What is the Institutional Share Swap Facility (ISSF)?
The ISSF is an offer by PMTL, a wholly owned subsidiary of
Polymetal International plc (“New Polymetal”), to
acquire up to the whole issued share capital of Polymetal, in
exchange for New Polymetal Shares. The Institutional Share Swap
Facility is being made to all existing Polymetal
Securityholders, subject to certain restrictions.
What are the reasons for undertaking the ISSF?
The Board believes that the acquisition of JSC Polymetal by New
Polymetal and the admission to the Premium segment of the London
Stock Exchange will provide Polymetal Securityholders with the
following benefits:
• | a stronger capital markets profile and more ready access to funding for the Polymetal business |
• | an investment in a company with a stronger acquisition currency than Polymetal currently has |
• | significantly improved trading and liquidity in the security held by them |
• | an investment in a company with access to a wider investor base |
• | an investment in a security which will likely be included in the FTSE 100 index |
• | dependent on the size of the IPO and the costs of the MTO and squeeze out, a stronger balance sheet |
• | an investment in a company which complies with strict UK corporate governance rules |
The benefits of an investment in New Polymetal are in addition
to the benefits that Polymetal Securityholders currently have
from their investment in the operations of JSC Polymetal.
What will I receive if I accept the ISSF?
Subject to the terms and conditions of the ISSF:
• | holders of Polymetal Shares who accept the ISSF will receive 1 (one) New Polymetal Share for each Polymetal Share which they hold; |
• | holders of Polymetal GDRs who accept the ISSF will receive 1 (one) New Polymetal Share for each Polymetal GDR which they hold |
Is there a cash alternative in the ISSF?
No cash alternative is being offered in the ISSF.
What is the timetable for the ISSF?
The ISSF opened for acceptances at 9 am London time, on
30 September 2011 and is expected to expire at noon London
time on 21 October 2011.
Be aware that your bank or broker and relevant Clearing Systems
will have an earlier deadline to receive your instructions.
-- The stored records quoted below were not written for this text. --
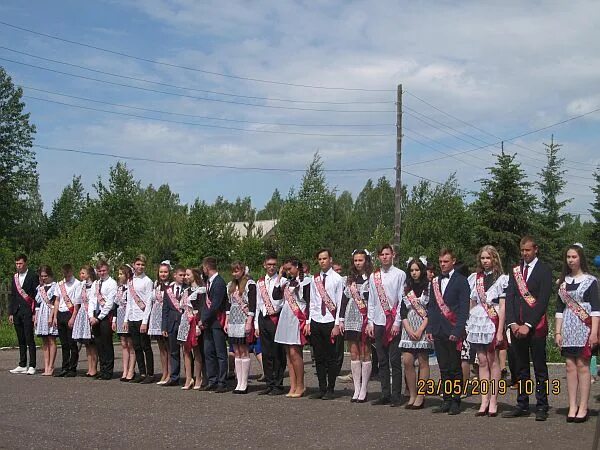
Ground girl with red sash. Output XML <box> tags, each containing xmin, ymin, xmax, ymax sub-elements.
<box><xmin>465</xmin><ymin>245</ymin><xmax>508</xmax><ymax>417</ymax></box>
<box><xmin>177</xmin><ymin>269</ymin><xmax>206</xmax><ymax>391</ymax></box>
<box><xmin>340</xmin><ymin>250</ymin><xmax>373</xmax><ymax>403</ymax></box>
<box><xmin>396</xmin><ymin>257</ymin><xmax>433</xmax><ymax>409</ymax></box>
<box><xmin>148</xmin><ymin>261</ymin><xmax>173</xmax><ymax>385</ymax></box>
<box><xmin>33</xmin><ymin>266</ymin><xmax>58</xmax><ymax>376</ymax></box>
<box><xmin>275</xmin><ymin>258</ymin><xmax>310</xmax><ymax>398</ymax></box>
<box><xmin>554</xmin><ymin>244</ymin><xmax>600</xmax><ymax>423</ymax></box>
<box><xmin>223</xmin><ymin>261</ymin><xmax>256</xmax><ymax>394</ymax></box>
<box><xmin>112</xmin><ymin>266</ymin><xmax>135</xmax><ymax>382</ymax></box>
<box><xmin>73</xmin><ymin>264</ymin><xmax>98</xmax><ymax>377</ymax></box>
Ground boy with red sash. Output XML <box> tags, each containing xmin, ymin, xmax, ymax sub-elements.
<box><xmin>200</xmin><ymin>257</ymin><xmax>227</xmax><ymax>393</ymax></box>
<box><xmin>8</xmin><ymin>254</ymin><xmax>39</xmax><ymax>375</ymax></box>
<box><xmin>125</xmin><ymin>254</ymin><xmax>154</xmax><ymax>384</ymax></box>
<box><xmin>54</xmin><ymin>264</ymin><xmax>81</xmax><ymax>377</ymax></box>
<box><xmin>254</xmin><ymin>255</ymin><xmax>286</xmax><ymax>395</ymax></box>
<box><xmin>367</xmin><ymin>244</ymin><xmax>406</xmax><ymax>407</ymax></box>
<box><xmin>426</xmin><ymin>248</ymin><xmax>471</xmax><ymax>416</ymax></box>
<box><xmin>88</xmin><ymin>261</ymin><xmax>117</xmax><ymax>380</ymax></box>
<box><xmin>162</xmin><ymin>266</ymin><xmax>188</xmax><ymax>387</ymax></box>
<box><xmin>502</xmin><ymin>236</ymin><xmax>552</xmax><ymax>421</ymax></box>
<box><xmin>307</xmin><ymin>248</ymin><xmax>344</xmax><ymax>400</ymax></box>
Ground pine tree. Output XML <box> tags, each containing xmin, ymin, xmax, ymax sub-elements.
<box><xmin>471</xmin><ymin>150</ymin><xmax>536</xmax><ymax>265</ymax></box>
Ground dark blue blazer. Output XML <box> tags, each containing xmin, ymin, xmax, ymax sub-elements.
<box><xmin>200</xmin><ymin>275</ymin><xmax>227</xmax><ymax>328</ymax></box>
<box><xmin>162</xmin><ymin>284</ymin><xmax>188</xmax><ymax>334</ymax></box>
<box><xmin>427</xmin><ymin>270</ymin><xmax>471</xmax><ymax>338</ymax></box>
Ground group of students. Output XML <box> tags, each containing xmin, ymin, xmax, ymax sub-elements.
<box><xmin>9</xmin><ymin>236</ymin><xmax>600</xmax><ymax>423</ymax></box>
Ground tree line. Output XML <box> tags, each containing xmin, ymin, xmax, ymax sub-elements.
<box><xmin>0</xmin><ymin>67</ymin><xmax>600</xmax><ymax>280</ymax></box>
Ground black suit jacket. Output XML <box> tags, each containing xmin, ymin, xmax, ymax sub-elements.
<box><xmin>162</xmin><ymin>284</ymin><xmax>188</xmax><ymax>334</ymax></box>
<box><xmin>200</xmin><ymin>275</ymin><xmax>227</xmax><ymax>328</ymax></box>
<box><xmin>427</xmin><ymin>270</ymin><xmax>471</xmax><ymax>338</ymax></box>
<box><xmin>506</xmin><ymin>259</ymin><xmax>552</xmax><ymax>330</ymax></box>
<box><xmin>8</xmin><ymin>269</ymin><xmax>39</xmax><ymax>316</ymax></box>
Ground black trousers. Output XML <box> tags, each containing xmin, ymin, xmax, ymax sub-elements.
<box><xmin>168</xmin><ymin>323</ymin><xmax>181</xmax><ymax>381</ymax></box>
<box><xmin>13</xmin><ymin>308</ymin><xmax>36</xmax><ymax>367</ymax></box>
<box><xmin>373</xmin><ymin>325</ymin><xmax>402</xmax><ymax>401</ymax></box>
<box><xmin>56</xmin><ymin>311</ymin><xmax>79</xmax><ymax>373</ymax></box>
<box><xmin>92</xmin><ymin>315</ymin><xmax>115</xmax><ymax>378</ymax></box>
<box><xmin>510</xmin><ymin>331</ymin><xmax>548</xmax><ymax>411</ymax></box>
<box><xmin>258</xmin><ymin>312</ymin><xmax>286</xmax><ymax>389</ymax></box>
<box><xmin>204</xmin><ymin>326</ymin><xmax>228</xmax><ymax>387</ymax></box>
<box><xmin>128</xmin><ymin>320</ymin><xmax>154</xmax><ymax>376</ymax></box>
<box><xmin>310</xmin><ymin>320</ymin><xmax>343</xmax><ymax>393</ymax></box>
<box><xmin>433</xmin><ymin>336</ymin><xmax>463</xmax><ymax>404</ymax></box>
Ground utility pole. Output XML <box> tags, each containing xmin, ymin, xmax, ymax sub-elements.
<box><xmin>394</xmin><ymin>84</ymin><xmax>402</xmax><ymax>255</ymax></box>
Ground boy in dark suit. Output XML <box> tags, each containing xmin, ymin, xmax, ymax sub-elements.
<box><xmin>162</xmin><ymin>266</ymin><xmax>187</xmax><ymax>387</ymax></box>
<box><xmin>427</xmin><ymin>248</ymin><xmax>471</xmax><ymax>415</ymax></box>
<box><xmin>200</xmin><ymin>257</ymin><xmax>227</xmax><ymax>393</ymax></box>
<box><xmin>502</xmin><ymin>236</ymin><xmax>552</xmax><ymax>421</ymax></box>
<box><xmin>8</xmin><ymin>254</ymin><xmax>39</xmax><ymax>375</ymax></box>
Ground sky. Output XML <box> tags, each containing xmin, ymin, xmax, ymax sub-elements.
<box><xmin>0</xmin><ymin>0</ymin><xmax>600</xmax><ymax>219</ymax></box>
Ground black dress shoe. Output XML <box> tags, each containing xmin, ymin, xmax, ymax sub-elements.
<box><xmin>321</xmin><ymin>391</ymin><xmax>335</xmax><ymax>400</ymax></box>
<box><xmin>448</xmin><ymin>402</ymin><xmax>460</xmax><ymax>416</ymax></box>
<box><xmin>431</xmin><ymin>402</ymin><xmax>450</xmax><ymax>414</ymax></box>
<box><xmin>371</xmin><ymin>397</ymin><xmax>390</xmax><ymax>406</ymax></box>
<box><xmin>258</xmin><ymin>387</ymin><xmax>273</xmax><ymax>395</ymax></box>
<box><xmin>502</xmin><ymin>406</ymin><xmax>532</xmax><ymax>420</ymax></box>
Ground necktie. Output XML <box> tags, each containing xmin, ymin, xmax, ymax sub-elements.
<box><xmin>321</xmin><ymin>273</ymin><xmax>327</xmax><ymax>316</ymax></box>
In
addition:
• | Polymetal Shareholders will have to transfers Polymetal Shares to PMTL before the Expiration Time; and |
• | certain Polymetal Securityholders in Austria and Russia will have to deliver additional documents prior to the Expiration Time. |
The “Summary timetable of expected events” on
page 4 of this Document contains a summary of the
transaction timetable.
How many Polymetal securities will be acquired through the
ISSF?
PMTL intends to acquire through the ISSF, at least 85% of
Polymetal’s share capital and may acquire up to the whole
issued share capital of Polymetal.
What are the conditions to completion of the ISSF?
Further details of the conditions to completion of the ISSF are
described on pages 14 and 15 of this Document.
37
Table of Contents
The conditions to completion of the ISSF include:
• | an 85% acceptance condition, which, if not achieved by the Expiration Time, may result in the ISSF not completing; |
• | the New Polymetal Shares (including the New Polymetal Shares to be delivered pursuant to the ISSF) being admitted to Premium Listing and to trading on the Main Market of the London Stock Exchange; and |
• | governmental and regulatory approvals in relation to the ISSF having been received and remaining in full force and effect. |
Polymetal may waive completely, in part or waive down any of the
above conditions.
Who is eligible to participate in the ISSF?
All holders of Polymetal Shares or Polymetal GDRs that are
incorporated and registered, if applicable, and located outside
of the Russian Federation, Canada, Australia, Italy and Japan,
or any other jurisdiction where the extension or availability of
the ISSF would constitute a violation of relevant laws or
require registration thereof, who, under the laws of their
jurisdictions, are permitted to participate in the ISSF.
The holders of Polymetal Shares and Polymetal GDRs incorporated,
registered or located in the Russian Federation, that are
“qualified investors” under the Russian Securities
Market Law.
Further details on eligibility to participate in the ISSF are
set out in the disclaimer set out at the beginning of this
Document and the section entitled “Important Information
for Polymetal Securityholders” on pages 5-9 of this
Document.
What if I am not able to (or do not) participate in the
ISSF?
If you are not able to participate in the ISSF, you will
continue to hold your Polymetal GDRs or Polymetal Shares.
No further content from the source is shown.